Zaznaczył, że rozmowy o tym, że cała wspólnota zachodnia powinna pomóc Ukrainie jest realizacją polskiej politycznej strategii. Tusk powiedział, że chodzi o to, by polskie interesy były wpisane w politykę całej UE i szerzej całej wspólnoty Zachodu: m.in. międzynarodowe instytucje finansowe i Stany Zjednoczone.

Tusk przyznał, że _ wszyscy mają problem z legalnością czy nielegalnością tego, co się dzieje na Ukrainie, z konstytucyjnością tych zachowań _. _ Ale wydaje się też, patrząc na nasze doświadczenia, że nie ma się dzisiaj co oszukiwać, tzn. dzisiaj władzę w Kijowie przejmują ci, którzy de facto obalili Janukowycza w imię naprawdę sensownych racji, w imię wartości, które my też przecież podzielamy _ - dodał premier.

_ - Czy to oznacza, że na przyszłość możemy patrzeć spokojnie?

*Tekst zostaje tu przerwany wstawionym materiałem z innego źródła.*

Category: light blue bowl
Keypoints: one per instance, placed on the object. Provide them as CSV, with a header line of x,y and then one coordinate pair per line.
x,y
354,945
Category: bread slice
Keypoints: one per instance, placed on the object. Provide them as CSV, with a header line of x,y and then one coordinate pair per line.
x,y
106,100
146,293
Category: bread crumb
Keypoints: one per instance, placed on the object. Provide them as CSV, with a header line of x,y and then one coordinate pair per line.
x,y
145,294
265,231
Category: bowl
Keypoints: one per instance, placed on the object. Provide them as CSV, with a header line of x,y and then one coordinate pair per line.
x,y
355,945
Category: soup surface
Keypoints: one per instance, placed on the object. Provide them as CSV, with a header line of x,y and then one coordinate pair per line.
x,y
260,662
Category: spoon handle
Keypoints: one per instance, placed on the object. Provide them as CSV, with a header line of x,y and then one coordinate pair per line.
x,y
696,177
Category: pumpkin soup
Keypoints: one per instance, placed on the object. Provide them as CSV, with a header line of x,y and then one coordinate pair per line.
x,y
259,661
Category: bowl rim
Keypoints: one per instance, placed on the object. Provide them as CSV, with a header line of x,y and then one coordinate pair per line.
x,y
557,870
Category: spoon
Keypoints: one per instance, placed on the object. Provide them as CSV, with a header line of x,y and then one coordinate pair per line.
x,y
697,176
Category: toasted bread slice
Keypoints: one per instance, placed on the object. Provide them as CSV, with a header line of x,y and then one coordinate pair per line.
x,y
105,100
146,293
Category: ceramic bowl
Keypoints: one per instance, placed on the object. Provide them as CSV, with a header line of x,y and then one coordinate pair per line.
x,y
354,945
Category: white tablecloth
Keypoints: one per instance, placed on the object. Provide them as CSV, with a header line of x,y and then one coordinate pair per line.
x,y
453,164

Moim zdaniem oczywiście, że nie. Trzeba będzie pomagać Ukrainie, ale też być bardzo ostrożnym w formułowaniu zbyt optymistycznych prognoz, bo sytuacja jest bardzo skomplikowana _ - podkreślił Tusk.

Po odsunięciu od władzy prezydenta Wiktora Janukowycza przyspieszone wybory wyznaczono na 25 maja.

Ukraińskie ministerstwo finansów i bank centralny poinformowały, że Ukraina potrzebuje 35 mld dolarów pomocy makrofinansowej na lata 2014-2015. Władze w Kijowie zwróciły się do partnerów zagranicznych, szczególnie USA i Polski, o udzielenie kredytu w ciągu 1-2 tygodni.

Według p.o. ministra finansów Ukrainy Jurija Kołobowa Kijów proponuje przeprowadzenie dużej konferencji donatorów z udziałem UE, USA, Polski, a także MFW i innych organizacji finansowych. Byłaby ona poświęcona pomocy dla Ukrainy na modernizację, przeprowadzenie reform i realizację umowy stowarzyszeniowej z UE.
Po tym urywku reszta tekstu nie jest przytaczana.